Am ersten Morgen, an dem die neue Flagge über dem Stern der Nan-Shan wehte, stand Jukes auf der Brücke und betrachtete den Elefanten mit ingrimmigen Blicken. Nachdem er eine Zeitlang mit seinen Gefühlen gekämpft hatte, bemerkte er: »Sonderbare Flagge das, Herr Kapitän!«
»Was ist's mit der Flagge?« fragte Mac Whirr verwundert. »Scheint mir ganz in Ordnung zu sein.« Damit ging er ans Ende der Brücke um besser sehen zu können.
»Nun, mir kommt sie sehr sonderbar vor,« stieß Jukes in höchster Erregung heraus und stürzte davon.
Der Kapitän wußte nicht, wie er sich dieses Benehmen deuten sollte. Nach einer kleinen Weile begab er sich gemächlich ins Kartenhaus, holte sein »Internationales Flaggenbuch« hervor und schlug die Tafel auf, wo die Flaggen aller Nationen in bunten Reihen auf das Genaueste abgebildet waren. Er ließ seine Finger darüber gleiten, und als er zu Siam kam, betrachtete er mit großer Aufmerksamkeit das rote Feld und den weißen Elefanten darin. Nichts konnte einfacher sein; der Sicherheit halber trug er das Buch aber hinaus auf die Brücke, um die kolorierte Abbildung mit dem wirklichen Gegenstände auf der Flaggenstange vergleichen zu können. Als bald darauf Jukes, der an jenem Tage seinen Pflichten mit einer Art unterdrückter Wut nachging, in seine Nähe kam, bemerkte sein Gebieter: »Die Flagge ist in Ordnung.«
»So?« murmelte Jukes, indem er sich vor einem Deckkasten auf die Kniee warf und eine Reservelotleine herausschleuderte.
»Jawohl. Ich habe im Buch nachgesehen. Zweimal so lang als breit und der Elefant gerade in der Mitte. Ich dachte mir schon, daß die Leute hier sich auf die Landesflagge verstehen müßten. Das war nicht anders zu erwarten. Sie haben sich geirrt, Jukes . . .«
»Nun, Herr Kapitän,« begann der junge Mann, sich rasch erhebend, »ich kann nur sagen –« Mit unsicheren, zitternden Händen suchte er nach dem Ende der Leine.

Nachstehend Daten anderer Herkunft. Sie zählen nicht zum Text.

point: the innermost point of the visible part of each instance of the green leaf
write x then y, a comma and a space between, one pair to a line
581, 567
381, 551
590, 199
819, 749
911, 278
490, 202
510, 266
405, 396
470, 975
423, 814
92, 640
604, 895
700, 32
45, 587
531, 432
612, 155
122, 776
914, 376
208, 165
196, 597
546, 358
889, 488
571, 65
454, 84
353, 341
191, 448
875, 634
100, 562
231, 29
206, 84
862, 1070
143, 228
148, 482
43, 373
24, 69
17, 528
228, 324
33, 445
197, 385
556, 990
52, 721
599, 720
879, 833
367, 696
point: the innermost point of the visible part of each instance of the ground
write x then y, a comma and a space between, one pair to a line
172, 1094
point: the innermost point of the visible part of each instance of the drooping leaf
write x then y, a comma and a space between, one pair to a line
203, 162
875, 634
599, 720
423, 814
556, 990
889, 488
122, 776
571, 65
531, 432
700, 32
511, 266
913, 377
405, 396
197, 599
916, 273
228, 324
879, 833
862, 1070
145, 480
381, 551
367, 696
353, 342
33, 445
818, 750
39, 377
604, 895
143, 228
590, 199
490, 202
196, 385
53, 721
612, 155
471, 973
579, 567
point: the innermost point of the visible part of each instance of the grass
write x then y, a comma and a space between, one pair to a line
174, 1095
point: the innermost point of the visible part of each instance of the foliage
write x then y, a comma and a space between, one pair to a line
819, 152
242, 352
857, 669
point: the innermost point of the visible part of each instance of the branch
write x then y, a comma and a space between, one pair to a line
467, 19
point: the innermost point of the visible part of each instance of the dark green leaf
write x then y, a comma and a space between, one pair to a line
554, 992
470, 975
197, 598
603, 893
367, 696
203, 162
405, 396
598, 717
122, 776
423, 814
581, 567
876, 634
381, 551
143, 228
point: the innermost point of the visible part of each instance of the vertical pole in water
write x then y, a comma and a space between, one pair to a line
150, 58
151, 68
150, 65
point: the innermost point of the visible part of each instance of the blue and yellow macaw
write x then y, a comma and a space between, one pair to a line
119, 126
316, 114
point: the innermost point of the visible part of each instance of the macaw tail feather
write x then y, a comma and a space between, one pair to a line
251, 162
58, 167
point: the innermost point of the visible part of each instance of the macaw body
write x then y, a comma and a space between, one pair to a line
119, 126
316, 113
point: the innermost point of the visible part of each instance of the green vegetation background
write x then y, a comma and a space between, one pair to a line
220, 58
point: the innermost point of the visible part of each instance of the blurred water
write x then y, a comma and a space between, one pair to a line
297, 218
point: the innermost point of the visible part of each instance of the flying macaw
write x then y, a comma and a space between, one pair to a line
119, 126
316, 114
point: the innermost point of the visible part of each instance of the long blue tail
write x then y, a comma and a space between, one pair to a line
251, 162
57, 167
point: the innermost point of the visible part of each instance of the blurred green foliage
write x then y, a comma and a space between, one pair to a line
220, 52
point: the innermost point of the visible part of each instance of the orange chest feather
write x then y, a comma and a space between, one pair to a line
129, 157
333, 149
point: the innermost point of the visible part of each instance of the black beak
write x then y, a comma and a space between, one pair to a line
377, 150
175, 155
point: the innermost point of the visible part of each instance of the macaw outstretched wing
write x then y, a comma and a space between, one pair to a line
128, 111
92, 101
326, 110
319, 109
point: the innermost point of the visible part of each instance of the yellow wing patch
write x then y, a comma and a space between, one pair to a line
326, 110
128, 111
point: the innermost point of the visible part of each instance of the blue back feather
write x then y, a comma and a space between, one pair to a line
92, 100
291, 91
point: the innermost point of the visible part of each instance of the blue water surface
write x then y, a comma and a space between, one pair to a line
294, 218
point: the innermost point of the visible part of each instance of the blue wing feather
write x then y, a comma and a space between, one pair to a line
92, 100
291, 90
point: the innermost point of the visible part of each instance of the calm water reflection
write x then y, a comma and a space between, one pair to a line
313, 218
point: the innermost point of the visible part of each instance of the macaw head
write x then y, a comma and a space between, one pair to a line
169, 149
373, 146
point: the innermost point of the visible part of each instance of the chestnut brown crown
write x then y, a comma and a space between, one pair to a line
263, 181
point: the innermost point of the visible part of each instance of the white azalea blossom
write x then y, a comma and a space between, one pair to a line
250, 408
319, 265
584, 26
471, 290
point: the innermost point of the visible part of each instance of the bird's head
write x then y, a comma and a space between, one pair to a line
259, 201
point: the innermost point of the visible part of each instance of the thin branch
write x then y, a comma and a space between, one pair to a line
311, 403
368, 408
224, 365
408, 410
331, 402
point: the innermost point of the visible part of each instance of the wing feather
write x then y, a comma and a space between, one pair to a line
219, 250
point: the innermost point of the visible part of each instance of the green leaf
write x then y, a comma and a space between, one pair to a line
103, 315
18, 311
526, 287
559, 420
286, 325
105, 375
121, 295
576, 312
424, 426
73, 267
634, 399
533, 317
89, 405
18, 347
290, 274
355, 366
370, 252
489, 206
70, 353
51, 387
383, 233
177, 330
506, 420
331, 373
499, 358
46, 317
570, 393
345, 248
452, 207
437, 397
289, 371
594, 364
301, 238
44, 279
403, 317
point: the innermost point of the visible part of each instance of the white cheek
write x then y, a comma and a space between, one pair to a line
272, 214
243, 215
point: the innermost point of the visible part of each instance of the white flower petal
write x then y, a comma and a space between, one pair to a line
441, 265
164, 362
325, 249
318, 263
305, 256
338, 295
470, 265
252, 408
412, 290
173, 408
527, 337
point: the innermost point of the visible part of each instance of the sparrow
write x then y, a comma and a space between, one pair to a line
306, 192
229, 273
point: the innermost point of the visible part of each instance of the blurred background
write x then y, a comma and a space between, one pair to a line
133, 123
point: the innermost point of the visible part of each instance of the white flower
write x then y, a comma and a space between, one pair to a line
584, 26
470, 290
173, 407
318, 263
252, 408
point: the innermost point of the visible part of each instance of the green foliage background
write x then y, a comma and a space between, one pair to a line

»Schon gut,« beruhigte ihn der Kapitän, indem er sich schwer auf einen kleinen Feldstuhl fallen ließ, den er besonders gern hatte. »Sie müssen nur dafür sorgen, daß der Elefant nicht verkehrt aufgezogen wird, solange die Leute noch nicht daran gewöhnt sind.«
Jukes warf die neue Lotleine aufs Vorderdeck hinüber und brüllte: »Hier, Bootsmann! Vergessen Sie nicht, sie ordentlich naß zu machen.« Dann wandte er sich mit ungeheurer Entschlossenheit zu seinem Kapitän. Dieser aber hatte behaglich die Arme auf dem Brückengeländer ausgebreitet und fuhr in seiner nur unterbrochenen Rede fort: »Ich glaube nämlich, daß man das für ein Notsignal halten würde. Was meinen Sie? Der Elefant dort bedeutet, denke ich, dasselbe, was der Union-Jack auf der Flagge.«
»So?« schrie Jukes so laut, daß alle Köpfe auf dem Verdeck der Nan-Shan sich nach der Brücke wandten. Dann seufzte er tief auf und bemerkte mit plötzlicher Ergebung in sanftem Ton: »Das würde freilich ein verdammt jämmerlicher Anblick sein.«
Später am Tage wandte er sich an den Oberingenieur mit einem vertraulichen: »Soll ich Ihnen das neueste Stücklein des Alten erzählen?«
Herr Salomon Rout (häufig der lange Sal, der alte Sal oder auch Vater Rout genannt) war fast überall, wohin er kam, der größte Mann und hatte sich infolge davon die gebeugte Haltung gemütlicher Herablassung angewöhnt. Er hatte spärliches, sandfarbenes Haar, und die Farbe seiner flachen Wangen, wie auch seiner knochigen Handgelenke und seiner langen Gelehrtenhände war so blaß, als hätte er sein Leben lang im Schatten gewohnt.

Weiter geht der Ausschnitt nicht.